Эти факты, ложно интерпретированные, питали теории существования Крымской Руси, Хазарской Руси, Тьмутороканской Руси и т. д. Наконец, если обращались к хазарам sui generis, то естественно было просить идти на княжество одного из представителей хазарской династии, а это заключало в себе явную опасность того, что хазары вообще сядут новгородцам на шею. Новгородцы же и другие соседние племена, часть из которых даже соседила с хазарами, нуждались не в поработителях, а в князе, который судил бы «по правде». Новгородцам нужен был культурный, дельный, посторонний славянин, который мог бы со знанием дела разрешать их споры справедливо и беспристрастно.
Как же мог быть беспристрастным князь-хазарин, который в разборе дела целиком полагался бы на переводчиков?
Норманисты, принимающие возможность приглашения в Новгород князя неславянина, показывают ясно, что они не понимают того, для чего приглашали князя, а ведь сказано: «иже бы володел нами и судил по праву».
Значит, князь должен был знать это право, уметь читать и уж обязательно в совершенстве понимать, что говорят спорящие стороны. Посылать же за море за чучелом, которое могло только хлопать ушами, могли только норманисты, а не новгородцы, ибо новгородцы были живыми людьми, с их практическим здравым смыслом, а не кабинетными мыслителями, изобретающими химеры.

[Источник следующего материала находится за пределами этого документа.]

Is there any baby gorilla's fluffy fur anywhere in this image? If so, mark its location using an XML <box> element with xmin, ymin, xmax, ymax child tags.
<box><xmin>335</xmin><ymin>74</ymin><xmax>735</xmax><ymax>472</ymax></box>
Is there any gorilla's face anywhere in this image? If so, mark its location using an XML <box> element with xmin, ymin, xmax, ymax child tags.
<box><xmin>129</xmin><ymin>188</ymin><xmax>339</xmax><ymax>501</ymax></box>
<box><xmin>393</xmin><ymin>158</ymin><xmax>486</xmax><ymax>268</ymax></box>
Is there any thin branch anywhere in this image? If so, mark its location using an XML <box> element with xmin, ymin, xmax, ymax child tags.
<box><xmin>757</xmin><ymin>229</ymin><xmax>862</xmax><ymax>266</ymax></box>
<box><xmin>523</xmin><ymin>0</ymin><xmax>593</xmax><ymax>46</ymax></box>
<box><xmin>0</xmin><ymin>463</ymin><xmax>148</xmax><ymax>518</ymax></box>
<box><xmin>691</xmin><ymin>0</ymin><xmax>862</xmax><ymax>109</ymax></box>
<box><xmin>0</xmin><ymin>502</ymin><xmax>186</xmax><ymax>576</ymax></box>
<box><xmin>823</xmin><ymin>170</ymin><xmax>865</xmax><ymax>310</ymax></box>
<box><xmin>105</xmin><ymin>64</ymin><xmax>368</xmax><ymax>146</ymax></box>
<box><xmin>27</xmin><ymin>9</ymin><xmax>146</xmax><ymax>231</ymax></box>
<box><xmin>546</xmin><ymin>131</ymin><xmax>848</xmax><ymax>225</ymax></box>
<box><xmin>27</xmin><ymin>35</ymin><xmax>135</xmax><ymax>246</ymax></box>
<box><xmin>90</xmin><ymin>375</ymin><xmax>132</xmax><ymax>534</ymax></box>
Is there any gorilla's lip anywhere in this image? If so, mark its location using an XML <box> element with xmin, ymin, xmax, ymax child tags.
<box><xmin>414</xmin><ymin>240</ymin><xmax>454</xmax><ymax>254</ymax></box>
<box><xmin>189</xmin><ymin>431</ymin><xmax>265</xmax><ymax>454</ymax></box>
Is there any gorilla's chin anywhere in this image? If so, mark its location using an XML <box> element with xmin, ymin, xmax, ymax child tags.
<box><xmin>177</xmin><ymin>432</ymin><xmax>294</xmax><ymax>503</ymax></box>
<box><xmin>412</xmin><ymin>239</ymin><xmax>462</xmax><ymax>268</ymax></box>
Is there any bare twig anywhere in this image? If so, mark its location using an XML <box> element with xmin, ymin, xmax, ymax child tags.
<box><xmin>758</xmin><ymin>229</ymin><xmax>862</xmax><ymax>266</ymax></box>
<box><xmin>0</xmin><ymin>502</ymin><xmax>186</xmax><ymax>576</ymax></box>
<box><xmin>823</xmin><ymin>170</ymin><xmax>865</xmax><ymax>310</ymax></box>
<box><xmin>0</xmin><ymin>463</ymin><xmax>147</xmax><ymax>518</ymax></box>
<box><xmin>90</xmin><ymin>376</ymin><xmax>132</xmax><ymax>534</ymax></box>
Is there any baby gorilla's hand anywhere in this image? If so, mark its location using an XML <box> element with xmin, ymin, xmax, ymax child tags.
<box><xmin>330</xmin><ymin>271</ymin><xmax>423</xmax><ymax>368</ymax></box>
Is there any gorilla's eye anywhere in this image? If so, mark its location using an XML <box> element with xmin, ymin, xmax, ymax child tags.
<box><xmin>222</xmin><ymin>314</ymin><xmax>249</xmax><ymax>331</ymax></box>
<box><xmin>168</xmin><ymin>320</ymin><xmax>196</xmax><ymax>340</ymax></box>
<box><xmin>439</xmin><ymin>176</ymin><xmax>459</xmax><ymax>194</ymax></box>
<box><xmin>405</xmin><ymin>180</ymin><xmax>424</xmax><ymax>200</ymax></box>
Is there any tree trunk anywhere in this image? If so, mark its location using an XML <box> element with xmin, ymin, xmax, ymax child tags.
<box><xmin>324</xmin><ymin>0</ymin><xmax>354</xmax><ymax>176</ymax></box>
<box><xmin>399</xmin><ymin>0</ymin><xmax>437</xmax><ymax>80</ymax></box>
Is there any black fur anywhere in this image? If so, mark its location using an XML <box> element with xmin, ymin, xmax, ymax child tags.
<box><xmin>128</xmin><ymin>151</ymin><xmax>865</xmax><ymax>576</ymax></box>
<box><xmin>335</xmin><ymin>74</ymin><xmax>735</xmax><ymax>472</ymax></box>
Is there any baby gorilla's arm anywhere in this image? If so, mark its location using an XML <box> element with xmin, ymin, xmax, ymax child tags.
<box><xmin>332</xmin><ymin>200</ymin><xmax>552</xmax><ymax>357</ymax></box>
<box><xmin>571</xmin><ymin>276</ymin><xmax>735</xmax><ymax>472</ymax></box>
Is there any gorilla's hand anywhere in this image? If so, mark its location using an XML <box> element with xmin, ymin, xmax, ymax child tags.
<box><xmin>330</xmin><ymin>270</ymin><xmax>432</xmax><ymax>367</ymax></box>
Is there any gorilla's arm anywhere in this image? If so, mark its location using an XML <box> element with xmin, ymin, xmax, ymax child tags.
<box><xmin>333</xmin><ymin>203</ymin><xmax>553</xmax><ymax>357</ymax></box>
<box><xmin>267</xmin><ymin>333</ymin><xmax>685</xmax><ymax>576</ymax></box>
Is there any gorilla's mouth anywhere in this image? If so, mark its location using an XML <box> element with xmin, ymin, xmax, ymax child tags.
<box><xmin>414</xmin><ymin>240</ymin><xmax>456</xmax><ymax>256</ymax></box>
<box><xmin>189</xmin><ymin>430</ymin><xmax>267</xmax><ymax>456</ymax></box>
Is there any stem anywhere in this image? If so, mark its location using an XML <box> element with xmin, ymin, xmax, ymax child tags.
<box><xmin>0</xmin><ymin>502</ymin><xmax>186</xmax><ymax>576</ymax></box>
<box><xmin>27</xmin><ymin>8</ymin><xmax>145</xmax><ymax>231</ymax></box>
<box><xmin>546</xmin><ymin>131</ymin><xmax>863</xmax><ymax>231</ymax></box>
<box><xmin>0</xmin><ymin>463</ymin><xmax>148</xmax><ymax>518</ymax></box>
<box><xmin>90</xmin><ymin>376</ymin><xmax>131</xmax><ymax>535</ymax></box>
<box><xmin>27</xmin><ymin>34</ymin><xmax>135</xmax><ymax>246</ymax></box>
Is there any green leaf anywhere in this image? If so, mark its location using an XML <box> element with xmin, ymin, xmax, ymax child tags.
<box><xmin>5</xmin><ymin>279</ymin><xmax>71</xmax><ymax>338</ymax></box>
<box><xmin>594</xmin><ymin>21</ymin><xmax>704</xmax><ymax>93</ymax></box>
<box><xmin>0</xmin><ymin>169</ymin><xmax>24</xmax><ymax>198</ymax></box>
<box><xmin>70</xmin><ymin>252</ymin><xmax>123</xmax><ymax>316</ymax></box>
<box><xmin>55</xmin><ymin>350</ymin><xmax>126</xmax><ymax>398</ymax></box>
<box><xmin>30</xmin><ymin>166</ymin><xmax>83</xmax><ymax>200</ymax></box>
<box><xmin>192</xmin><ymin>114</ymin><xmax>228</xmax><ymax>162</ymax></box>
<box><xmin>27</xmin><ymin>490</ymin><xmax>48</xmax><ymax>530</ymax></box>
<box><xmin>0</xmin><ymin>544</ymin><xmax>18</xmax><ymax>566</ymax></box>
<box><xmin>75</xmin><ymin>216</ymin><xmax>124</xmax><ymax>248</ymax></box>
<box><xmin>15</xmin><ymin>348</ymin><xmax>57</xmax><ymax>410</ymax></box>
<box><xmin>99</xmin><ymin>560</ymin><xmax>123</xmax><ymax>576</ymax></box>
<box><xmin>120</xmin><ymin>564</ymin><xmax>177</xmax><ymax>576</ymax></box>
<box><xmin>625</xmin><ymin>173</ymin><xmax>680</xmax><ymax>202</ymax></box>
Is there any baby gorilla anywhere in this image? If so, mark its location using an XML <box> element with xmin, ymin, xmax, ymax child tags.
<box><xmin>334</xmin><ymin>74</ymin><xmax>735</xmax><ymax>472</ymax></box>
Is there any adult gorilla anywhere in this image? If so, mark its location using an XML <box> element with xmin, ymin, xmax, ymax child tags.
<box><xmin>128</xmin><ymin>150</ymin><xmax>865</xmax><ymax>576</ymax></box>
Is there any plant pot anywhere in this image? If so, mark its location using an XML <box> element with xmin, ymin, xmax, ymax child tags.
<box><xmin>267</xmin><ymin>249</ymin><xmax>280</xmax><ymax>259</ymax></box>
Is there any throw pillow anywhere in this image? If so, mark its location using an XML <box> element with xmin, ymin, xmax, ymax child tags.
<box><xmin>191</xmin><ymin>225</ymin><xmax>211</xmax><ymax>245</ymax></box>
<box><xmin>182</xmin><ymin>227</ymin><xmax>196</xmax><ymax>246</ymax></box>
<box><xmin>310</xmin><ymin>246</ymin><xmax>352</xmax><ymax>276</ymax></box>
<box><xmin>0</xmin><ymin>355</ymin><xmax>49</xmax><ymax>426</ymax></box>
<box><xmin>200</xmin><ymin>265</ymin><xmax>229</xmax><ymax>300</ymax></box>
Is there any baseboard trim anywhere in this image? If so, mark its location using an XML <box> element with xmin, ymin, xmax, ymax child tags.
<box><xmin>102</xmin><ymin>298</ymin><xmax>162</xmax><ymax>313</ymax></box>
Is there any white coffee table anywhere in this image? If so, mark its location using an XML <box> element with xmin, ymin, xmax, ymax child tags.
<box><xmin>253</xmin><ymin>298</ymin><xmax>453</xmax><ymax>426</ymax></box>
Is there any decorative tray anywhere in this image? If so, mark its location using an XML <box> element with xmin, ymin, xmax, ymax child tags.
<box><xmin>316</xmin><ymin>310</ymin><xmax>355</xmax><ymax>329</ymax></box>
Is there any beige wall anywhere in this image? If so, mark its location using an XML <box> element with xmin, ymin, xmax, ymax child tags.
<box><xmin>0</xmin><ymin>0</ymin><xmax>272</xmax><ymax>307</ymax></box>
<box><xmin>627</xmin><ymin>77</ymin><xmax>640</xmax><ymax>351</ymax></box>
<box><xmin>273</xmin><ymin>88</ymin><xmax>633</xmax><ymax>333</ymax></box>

Четвертым обсуждавшимся кандидатом был «от Варяг». Не следует забывать, что какого-то «Варяжского» государства тогда вообще не существовало. Под «варягами» летописи разумели не только племена Прибалтики, но и англичан (о чем летопись говорит совершенно определенно). Более того: есть основания думать, что под «варягами» летописи вообще разумели западных иностранцев. Как «немцем» называли впоследствии всех иностранцев, будь то испанец, француз, итальянец, немец и т. д., так и в летописях «варяг» имело широкое расплывчатое значение.